New works included almost 200 Latin American works from trustee Patricia Phelps de Cisneros' collection and a sculpture by Chinese-born French artist Huang Yong Ping. In her research, however, data researcher Nadia Piet found that in 2018, the museum seemed to be working on expanding its horizons. It acquired work from 61 unique nationalities, tripling its 18 purchases in 1989.
"If we are absent from these collections, we are absent from the future, we are not invited to the future, and that will have an impact on the way we see the world," Chang said.
He also added, "The opening of museums to BIPOC communities' work and to their engagement and participation in museums has been episodic, and these are things that have happened literally because people are marching in the streets." Chang worries that the efforts happening at institutions now might only be superficial and wouldn't translate into lasting changes in staffing, boardrooms, and retention over time.
77 countries in the world do not even have one artwork at MoMA
American artwork dominates the MoMA's acquisitions, followed far behind by the French. On the other side of the spectrum, there is only one artwork in the collection from countries like Kenya and Iran, and not even one from Angola, Sri Lanka, Honduras, and the Dominican Republic, among many others.
"Museums, as they were created, were meant to showcase the sensibilities of the elite people whose collections they were," Chang said. "It's only in the past 50 years that we have seen that changing and remedying." The hope is that MoMA will add more artworks from these unrepresented countries to the institution's collections in the years to come.

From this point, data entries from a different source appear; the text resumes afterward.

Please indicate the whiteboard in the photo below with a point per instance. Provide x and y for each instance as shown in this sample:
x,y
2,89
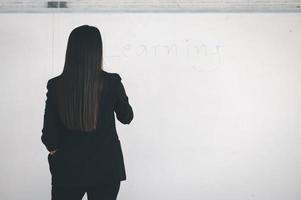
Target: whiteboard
x,y
216,100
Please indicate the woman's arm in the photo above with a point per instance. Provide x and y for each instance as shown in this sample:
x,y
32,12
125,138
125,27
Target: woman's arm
x,y
51,124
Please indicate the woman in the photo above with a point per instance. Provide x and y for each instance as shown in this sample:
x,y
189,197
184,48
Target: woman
x,y
79,122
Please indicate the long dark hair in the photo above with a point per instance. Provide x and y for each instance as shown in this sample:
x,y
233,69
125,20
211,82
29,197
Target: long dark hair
x,y
80,84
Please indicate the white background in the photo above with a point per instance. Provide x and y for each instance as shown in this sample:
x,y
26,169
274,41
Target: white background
x,y
216,99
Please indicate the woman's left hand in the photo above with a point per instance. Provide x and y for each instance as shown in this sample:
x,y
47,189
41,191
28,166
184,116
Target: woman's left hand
x,y
52,152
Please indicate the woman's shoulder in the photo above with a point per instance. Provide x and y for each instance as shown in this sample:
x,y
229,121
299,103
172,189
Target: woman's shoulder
x,y
112,75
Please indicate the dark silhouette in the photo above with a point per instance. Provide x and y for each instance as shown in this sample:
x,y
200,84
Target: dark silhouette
x,y
79,123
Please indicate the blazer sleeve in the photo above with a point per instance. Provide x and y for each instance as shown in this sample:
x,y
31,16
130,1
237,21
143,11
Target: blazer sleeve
x,y
51,125
123,109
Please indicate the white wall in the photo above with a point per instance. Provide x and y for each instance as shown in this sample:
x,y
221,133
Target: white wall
x,y
216,118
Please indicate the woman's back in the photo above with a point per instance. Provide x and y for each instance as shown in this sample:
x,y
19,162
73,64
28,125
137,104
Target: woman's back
x,y
88,158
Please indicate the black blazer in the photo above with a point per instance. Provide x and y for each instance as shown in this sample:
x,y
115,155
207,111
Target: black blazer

80% of artworks at MoMA are from artists who are male
MoMA can work further to improve its acquisitions of artists who are women, as well as nonbinary. In a 2019 study in the journal PLOS One, researchers found that in 18 museums, which included MoMA, 12.6% are women, and 85.4% of all artists are white. It found that in MoMA specifically, only 11% of the artworks are from artists who are women.
The researchers of the diversity study created a gender score for the artists included, which inferred a degree of confidence that they could attribute gender to an artist. The study elected to exclude the 54 nonbinary responses from various museums because they could not confidently conclude any artists to have nonbinary gender. However, in separate research by Piet, only 11 works out of 131,000 items at MoMA were by nonbinary artists.
Klingenberg explains that compared to its peer group of museums (identified based on the characteristics of its collection, such as time periods and geographic regions), there is a significantly lower proportion of women artists at MoMA compared to the San Francisco Museum of Modern Art (where 18% of the artworks are by women artists) or the Museum of Contemporary Art of Los Angeles (where 25% of the artworks are by women artists).
MoMA's result, however, is slightly higher than the figure that Artnet and the podcast, "In Other Words," discovered. In their survey of 26 art museums, the two organizations found that only 11% of acquisitions from 2008 to 2018 were by artists who are women.
Chad Topaz, the study's main author, hopes that more research breaking down acquisition trends will become common. He told Stacker, "My hope is that museums take the dedication and the knowledge from the study and other places to build more diverse collections."